Diggs, a fifth-round pick in this year’s draft, fielded the ball in Steelers’ territory and raced down the sideline before he was forced out at the 1-yard line. The Vikings scored on the next play when Joe Banyard crossed the goal line.
Diggs also registered a four-yard punt return and caught two passes for 14 yards against the Steelers. He’s embattled in a competition with Vikings veteran cornerback Marcus Sherels for the team’s No. 1 punt returner position.
After Sunday’s performance, Diggs managed to raise some eyebrows and should see more action at punt returner during the preseason.

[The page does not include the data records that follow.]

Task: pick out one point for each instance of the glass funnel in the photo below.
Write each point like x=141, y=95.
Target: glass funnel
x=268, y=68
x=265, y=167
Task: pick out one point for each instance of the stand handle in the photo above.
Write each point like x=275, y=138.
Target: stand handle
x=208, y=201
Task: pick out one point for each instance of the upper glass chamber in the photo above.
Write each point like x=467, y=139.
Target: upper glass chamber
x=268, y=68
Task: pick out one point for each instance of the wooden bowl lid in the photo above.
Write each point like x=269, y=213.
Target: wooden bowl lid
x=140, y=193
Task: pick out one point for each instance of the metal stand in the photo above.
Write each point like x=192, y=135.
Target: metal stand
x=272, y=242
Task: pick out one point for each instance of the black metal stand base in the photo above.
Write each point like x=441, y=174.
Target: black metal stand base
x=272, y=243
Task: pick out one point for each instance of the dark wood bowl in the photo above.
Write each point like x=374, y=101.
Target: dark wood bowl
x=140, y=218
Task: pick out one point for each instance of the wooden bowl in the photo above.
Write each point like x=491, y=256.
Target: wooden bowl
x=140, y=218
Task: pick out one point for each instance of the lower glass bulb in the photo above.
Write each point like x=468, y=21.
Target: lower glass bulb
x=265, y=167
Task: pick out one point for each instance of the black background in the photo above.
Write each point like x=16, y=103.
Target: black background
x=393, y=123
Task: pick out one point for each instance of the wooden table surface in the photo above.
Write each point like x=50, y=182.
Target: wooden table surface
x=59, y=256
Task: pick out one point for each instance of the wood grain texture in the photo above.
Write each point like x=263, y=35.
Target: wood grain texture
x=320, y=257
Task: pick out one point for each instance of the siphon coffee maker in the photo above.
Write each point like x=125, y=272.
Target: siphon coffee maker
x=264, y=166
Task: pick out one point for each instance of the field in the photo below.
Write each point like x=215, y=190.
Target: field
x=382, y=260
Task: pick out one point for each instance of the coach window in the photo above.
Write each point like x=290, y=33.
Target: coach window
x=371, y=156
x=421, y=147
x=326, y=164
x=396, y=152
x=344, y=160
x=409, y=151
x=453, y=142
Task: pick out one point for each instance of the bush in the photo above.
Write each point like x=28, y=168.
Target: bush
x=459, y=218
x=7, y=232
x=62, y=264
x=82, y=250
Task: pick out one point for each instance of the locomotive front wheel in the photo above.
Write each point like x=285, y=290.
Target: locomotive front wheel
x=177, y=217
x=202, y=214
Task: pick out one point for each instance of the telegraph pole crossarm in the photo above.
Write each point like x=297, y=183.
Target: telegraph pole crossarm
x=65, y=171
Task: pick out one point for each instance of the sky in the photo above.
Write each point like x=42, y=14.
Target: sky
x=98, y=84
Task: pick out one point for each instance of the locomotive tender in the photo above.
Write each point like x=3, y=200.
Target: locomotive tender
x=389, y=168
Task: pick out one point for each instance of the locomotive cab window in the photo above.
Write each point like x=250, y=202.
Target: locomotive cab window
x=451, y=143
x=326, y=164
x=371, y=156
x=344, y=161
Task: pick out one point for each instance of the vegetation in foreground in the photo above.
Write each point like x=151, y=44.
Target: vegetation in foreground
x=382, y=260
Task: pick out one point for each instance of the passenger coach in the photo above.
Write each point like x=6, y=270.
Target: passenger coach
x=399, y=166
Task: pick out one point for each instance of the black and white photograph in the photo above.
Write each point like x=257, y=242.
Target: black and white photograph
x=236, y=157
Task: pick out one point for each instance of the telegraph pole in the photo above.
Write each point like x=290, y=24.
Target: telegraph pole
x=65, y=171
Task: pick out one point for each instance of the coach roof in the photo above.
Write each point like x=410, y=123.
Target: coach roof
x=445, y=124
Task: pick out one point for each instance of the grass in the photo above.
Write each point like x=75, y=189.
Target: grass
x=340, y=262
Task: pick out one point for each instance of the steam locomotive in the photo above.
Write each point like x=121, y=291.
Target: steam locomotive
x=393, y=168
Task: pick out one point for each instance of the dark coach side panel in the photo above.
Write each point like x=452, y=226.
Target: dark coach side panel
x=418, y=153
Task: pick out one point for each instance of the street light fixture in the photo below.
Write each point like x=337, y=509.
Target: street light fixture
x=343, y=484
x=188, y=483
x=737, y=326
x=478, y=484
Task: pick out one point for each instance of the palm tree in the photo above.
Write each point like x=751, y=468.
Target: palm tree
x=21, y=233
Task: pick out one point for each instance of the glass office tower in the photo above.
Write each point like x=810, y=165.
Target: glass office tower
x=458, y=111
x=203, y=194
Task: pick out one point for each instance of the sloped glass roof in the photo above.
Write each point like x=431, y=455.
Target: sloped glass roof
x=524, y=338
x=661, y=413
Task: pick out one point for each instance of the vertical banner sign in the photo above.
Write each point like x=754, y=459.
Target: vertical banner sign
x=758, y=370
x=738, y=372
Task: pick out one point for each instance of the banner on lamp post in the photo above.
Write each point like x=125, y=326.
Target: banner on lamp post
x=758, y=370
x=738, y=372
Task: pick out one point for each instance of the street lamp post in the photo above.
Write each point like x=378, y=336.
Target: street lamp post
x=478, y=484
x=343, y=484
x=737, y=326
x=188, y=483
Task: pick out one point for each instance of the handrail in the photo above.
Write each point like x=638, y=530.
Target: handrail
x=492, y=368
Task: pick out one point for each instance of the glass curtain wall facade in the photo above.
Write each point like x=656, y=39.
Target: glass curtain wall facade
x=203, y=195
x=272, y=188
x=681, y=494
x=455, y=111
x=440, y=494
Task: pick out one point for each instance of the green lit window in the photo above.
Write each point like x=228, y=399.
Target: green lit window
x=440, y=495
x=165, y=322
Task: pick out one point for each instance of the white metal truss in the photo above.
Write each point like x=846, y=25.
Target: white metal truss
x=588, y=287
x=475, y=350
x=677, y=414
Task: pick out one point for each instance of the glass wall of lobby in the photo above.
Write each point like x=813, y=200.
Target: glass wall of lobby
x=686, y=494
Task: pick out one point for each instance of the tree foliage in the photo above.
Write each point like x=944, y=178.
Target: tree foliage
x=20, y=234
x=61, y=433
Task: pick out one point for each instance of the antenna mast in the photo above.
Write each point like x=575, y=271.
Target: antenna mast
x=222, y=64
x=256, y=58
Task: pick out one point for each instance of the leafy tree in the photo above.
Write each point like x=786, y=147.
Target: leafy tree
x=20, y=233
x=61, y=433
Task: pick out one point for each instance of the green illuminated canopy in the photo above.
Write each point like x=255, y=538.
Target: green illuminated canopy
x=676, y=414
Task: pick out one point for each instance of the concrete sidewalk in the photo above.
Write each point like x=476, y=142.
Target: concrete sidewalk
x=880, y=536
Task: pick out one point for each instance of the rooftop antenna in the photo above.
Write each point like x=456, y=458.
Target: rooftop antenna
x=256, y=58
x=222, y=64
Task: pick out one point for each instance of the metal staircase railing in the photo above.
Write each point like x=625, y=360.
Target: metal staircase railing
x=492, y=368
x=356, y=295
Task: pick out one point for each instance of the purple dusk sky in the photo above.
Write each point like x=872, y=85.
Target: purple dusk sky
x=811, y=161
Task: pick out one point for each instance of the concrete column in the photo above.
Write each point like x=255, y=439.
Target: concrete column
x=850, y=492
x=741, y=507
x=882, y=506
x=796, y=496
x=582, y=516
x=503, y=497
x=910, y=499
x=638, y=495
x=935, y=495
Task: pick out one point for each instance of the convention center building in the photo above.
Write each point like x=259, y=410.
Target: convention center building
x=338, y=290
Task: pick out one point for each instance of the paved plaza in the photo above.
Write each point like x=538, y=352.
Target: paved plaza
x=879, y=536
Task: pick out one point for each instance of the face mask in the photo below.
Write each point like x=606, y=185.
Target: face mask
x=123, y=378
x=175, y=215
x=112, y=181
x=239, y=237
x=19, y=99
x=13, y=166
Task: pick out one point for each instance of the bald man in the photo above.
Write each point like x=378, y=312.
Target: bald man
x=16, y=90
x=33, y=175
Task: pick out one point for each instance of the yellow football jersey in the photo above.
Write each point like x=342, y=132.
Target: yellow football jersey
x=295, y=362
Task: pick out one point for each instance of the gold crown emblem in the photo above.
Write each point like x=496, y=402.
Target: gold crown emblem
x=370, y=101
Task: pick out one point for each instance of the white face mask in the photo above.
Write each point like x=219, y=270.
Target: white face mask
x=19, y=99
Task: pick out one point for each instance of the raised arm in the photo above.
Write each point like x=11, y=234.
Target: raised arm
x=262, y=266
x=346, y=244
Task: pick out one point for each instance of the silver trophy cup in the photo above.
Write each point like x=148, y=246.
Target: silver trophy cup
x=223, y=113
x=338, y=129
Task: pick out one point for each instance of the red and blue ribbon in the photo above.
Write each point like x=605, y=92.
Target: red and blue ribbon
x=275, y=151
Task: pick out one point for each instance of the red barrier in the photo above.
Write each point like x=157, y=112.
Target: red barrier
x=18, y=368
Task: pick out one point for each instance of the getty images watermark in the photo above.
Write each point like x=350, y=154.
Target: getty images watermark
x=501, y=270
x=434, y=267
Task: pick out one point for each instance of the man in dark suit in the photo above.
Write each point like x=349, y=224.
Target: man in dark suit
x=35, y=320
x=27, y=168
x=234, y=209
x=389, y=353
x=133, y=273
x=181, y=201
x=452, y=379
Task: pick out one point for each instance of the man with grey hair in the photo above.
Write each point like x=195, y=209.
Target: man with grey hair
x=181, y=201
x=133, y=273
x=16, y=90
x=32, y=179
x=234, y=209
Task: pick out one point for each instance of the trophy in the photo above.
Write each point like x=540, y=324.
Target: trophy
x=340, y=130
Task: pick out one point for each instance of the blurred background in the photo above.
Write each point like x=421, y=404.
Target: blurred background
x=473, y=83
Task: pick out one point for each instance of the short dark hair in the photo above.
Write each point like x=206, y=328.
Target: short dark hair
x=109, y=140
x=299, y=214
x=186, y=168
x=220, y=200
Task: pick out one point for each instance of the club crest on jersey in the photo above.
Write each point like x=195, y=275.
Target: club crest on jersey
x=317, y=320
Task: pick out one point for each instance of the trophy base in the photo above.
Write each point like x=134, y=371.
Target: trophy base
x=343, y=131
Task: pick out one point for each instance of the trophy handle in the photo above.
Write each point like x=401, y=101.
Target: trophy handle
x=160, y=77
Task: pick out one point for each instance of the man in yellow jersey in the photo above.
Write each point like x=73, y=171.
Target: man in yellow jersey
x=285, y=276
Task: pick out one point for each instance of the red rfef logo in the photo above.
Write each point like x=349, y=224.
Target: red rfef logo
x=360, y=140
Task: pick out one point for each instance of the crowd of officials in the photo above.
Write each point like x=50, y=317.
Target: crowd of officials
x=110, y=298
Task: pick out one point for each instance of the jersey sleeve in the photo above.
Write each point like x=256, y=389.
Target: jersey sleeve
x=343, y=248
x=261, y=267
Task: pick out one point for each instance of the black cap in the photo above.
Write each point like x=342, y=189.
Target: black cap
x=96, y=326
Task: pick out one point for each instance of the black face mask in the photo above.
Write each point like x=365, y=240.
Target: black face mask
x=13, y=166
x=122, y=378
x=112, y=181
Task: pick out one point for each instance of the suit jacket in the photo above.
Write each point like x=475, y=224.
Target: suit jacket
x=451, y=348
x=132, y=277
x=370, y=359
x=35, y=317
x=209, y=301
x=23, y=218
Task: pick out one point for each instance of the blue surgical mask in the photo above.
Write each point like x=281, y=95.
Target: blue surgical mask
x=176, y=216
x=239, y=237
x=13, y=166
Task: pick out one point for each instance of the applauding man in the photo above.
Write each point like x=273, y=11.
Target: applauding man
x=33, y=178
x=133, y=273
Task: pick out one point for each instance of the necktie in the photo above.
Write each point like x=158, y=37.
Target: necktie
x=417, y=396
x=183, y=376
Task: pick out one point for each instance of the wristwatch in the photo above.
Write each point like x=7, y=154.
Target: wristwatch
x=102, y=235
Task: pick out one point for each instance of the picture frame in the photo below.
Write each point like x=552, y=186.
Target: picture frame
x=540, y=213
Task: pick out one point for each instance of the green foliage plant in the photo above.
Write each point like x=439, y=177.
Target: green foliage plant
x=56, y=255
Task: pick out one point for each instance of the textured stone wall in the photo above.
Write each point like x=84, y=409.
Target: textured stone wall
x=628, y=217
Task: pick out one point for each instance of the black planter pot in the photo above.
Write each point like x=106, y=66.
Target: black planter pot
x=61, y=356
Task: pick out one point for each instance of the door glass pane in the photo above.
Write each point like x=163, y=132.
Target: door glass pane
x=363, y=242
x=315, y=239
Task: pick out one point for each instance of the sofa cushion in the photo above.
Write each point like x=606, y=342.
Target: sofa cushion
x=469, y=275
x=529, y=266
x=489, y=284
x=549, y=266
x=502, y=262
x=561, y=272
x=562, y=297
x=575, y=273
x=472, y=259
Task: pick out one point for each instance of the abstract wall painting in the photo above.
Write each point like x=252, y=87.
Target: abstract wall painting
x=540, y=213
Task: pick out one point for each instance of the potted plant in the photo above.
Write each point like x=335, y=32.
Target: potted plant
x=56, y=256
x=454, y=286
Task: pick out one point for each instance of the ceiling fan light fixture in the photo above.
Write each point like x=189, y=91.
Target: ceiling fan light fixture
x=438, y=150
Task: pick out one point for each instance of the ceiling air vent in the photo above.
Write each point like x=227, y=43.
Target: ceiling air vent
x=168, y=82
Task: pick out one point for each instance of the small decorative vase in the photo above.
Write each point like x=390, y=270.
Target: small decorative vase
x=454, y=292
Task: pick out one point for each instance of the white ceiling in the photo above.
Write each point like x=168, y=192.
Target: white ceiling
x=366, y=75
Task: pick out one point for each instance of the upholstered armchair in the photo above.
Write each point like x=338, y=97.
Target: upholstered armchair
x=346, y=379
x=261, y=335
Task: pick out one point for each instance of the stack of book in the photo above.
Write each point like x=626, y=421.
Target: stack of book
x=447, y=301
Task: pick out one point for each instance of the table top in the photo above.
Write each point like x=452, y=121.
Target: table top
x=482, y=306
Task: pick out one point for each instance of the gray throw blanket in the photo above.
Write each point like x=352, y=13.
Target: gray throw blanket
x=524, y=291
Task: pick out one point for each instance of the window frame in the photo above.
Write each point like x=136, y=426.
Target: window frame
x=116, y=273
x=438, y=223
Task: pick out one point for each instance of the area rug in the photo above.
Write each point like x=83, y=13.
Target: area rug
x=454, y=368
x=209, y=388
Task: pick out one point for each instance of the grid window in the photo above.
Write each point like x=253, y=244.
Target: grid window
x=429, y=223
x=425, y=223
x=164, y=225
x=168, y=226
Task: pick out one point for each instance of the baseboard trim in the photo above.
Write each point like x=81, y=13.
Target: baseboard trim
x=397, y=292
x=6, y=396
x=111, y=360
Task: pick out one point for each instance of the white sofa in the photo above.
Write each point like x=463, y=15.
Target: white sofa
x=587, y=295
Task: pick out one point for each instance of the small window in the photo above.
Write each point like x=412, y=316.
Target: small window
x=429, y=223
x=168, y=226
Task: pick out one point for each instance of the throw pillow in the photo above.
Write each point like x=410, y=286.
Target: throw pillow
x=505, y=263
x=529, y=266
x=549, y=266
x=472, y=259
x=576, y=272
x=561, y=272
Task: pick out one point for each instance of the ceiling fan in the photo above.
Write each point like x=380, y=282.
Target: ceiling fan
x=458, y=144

Diggs spent three seasons at Maryland before opting to forgo his senior campaign for the NFL Draft. He was a second-team All-Big Ten selection in 2014, registering 10 catches for 138 yards in Maryland’s loss to Stanford last season in the Foster Farms Bowl.
Diggs, a former All-Sentinel player, ranked second in the Atlantic Coast Conference in all-purpose yards per game as a freshman and earned honorable mention All-ACC honors as a sophomore despite missing the final six games because of a broken leg.
During the 2012 campaign, the former Montgomery Village Sports Association youth league standout became the Atlantic Coast Conference’s all-time freshman leader for all-purpose yardage.
“Stefon is a special athlete,” Maryland head coach Randy Edsall once said. “He has tremendous abilities and talent. The thing that separates him is that he’s a tremendous competitor. He’s a worker. He thinks that every time he touches the ball, he can take it the distance.”